A bar graph showing a reduction in API requests.

2. Reduced the number of API requests across all Microsoft Defender for Cloud Apps pollers by a third. 

All of our Microsoft Defender for Cloud Apps pollers were within the timing and memory constraints we defined. When Autotune was enabled, it increased the step value, leading to larger windows of polling time, which means fewer API requests to get the same data.

A bar graph showing another example of reduced API requests.

3. Reduced the time it took to complete steps for one customer’s Microsoft Sentinel poller by 15 minutes. 

The poller was using the default step value of one hour (each integration has a different default step value—Netskope has a default step of ten minutes, for example, while Microsoft Sentinel has a default step of one hour). Autotune calculated the optimal step value to be 16 minutes. Before Autotune was enabled, it was taking upwards of 20 minutes to complete a step—now steps are consistently taking around five minutes to complete, which means we’re retrieving and uploading alerts into our system four times faster than before.

A line graph of step value by task versus step latency by task.

4. Reduced the memory consumption for steps completed by a customer’s Netskope poller by two thirds.

The poller was using Netskope’s default step value of 10 minutes and consuming upwards of 1.5 gigabytes of memory, which can cause problems. Autotune calculated the optimal step value to be around three minutes and now we have smaller and less variable memory consumption per step with each step consuming 500 megabytes or less of memory.

A step value by task line graph.

A step result memory consumption line graph.

Autotune’s primary customer benefit: Decreased resource consumption

On self-hosted technology like a Palo Alto Networks firewall, Autotune lets us use fewer resources on the security device and lower the chance of disrupting normal operations on the device. And for some cloud technologies like Okta, Expel and the customer are both consuming the same API quota. When we use fewer API requests, it makes more resources available for customer uses.

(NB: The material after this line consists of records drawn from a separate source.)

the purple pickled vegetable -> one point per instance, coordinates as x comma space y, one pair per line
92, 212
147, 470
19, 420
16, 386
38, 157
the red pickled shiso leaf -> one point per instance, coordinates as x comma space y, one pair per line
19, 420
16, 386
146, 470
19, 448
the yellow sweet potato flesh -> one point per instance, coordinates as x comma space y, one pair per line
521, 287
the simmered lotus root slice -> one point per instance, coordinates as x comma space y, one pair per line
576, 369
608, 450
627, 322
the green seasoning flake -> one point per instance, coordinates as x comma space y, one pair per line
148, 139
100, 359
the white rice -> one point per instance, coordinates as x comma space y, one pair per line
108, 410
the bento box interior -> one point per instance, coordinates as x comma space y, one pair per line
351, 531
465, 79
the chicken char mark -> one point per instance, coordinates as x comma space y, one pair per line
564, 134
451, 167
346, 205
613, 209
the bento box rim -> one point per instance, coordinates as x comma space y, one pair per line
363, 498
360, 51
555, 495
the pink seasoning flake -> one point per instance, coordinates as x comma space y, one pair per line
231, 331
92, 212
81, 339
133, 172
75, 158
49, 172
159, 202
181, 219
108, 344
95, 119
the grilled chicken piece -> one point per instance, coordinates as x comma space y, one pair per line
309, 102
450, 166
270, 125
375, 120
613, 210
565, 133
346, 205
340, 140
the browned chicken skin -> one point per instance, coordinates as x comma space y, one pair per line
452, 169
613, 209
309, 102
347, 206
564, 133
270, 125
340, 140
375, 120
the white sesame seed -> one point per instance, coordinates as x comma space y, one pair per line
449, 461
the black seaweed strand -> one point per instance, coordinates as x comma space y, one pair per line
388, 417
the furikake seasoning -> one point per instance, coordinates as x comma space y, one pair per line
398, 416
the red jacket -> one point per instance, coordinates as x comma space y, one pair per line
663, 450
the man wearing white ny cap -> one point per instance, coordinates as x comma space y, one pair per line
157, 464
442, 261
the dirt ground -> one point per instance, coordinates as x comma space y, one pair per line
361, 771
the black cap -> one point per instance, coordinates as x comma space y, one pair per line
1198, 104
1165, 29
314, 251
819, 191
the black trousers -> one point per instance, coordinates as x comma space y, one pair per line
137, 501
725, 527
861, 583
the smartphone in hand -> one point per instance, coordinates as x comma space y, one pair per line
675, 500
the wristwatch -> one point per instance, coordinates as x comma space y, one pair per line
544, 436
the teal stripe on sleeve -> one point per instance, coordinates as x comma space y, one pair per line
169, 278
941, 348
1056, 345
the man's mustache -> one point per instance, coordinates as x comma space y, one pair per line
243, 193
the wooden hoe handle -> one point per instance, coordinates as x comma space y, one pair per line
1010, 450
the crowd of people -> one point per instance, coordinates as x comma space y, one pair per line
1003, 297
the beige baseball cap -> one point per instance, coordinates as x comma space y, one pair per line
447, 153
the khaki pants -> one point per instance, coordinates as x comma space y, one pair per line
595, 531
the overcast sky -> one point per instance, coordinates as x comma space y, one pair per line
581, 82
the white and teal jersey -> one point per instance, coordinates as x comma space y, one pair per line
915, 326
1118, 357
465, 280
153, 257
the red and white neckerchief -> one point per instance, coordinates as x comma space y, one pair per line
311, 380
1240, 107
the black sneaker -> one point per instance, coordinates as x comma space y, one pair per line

Implementing Autotune allows us to ensure we’re ingesting alerts quickly when polling, have consistent memory consumption, and aren’t making unnecessary API requests. These optimizations mean as we grow in customer integrations, we can be confident we’re maximizing the amount of data taken in while still rapidly consuming and analyzing alerts as they become available on a given API. Autotune also allows us to reduce overall support load per customer integration because we no longer have to manage manual optimization.

All of this is to say we’re always striving to ensure we’re operating in our customers’ environments in the most efficient and effective way possible. Autotune is the latest in a long line of innovations that deliver useful, measurable cybersecurity outcomes for customers.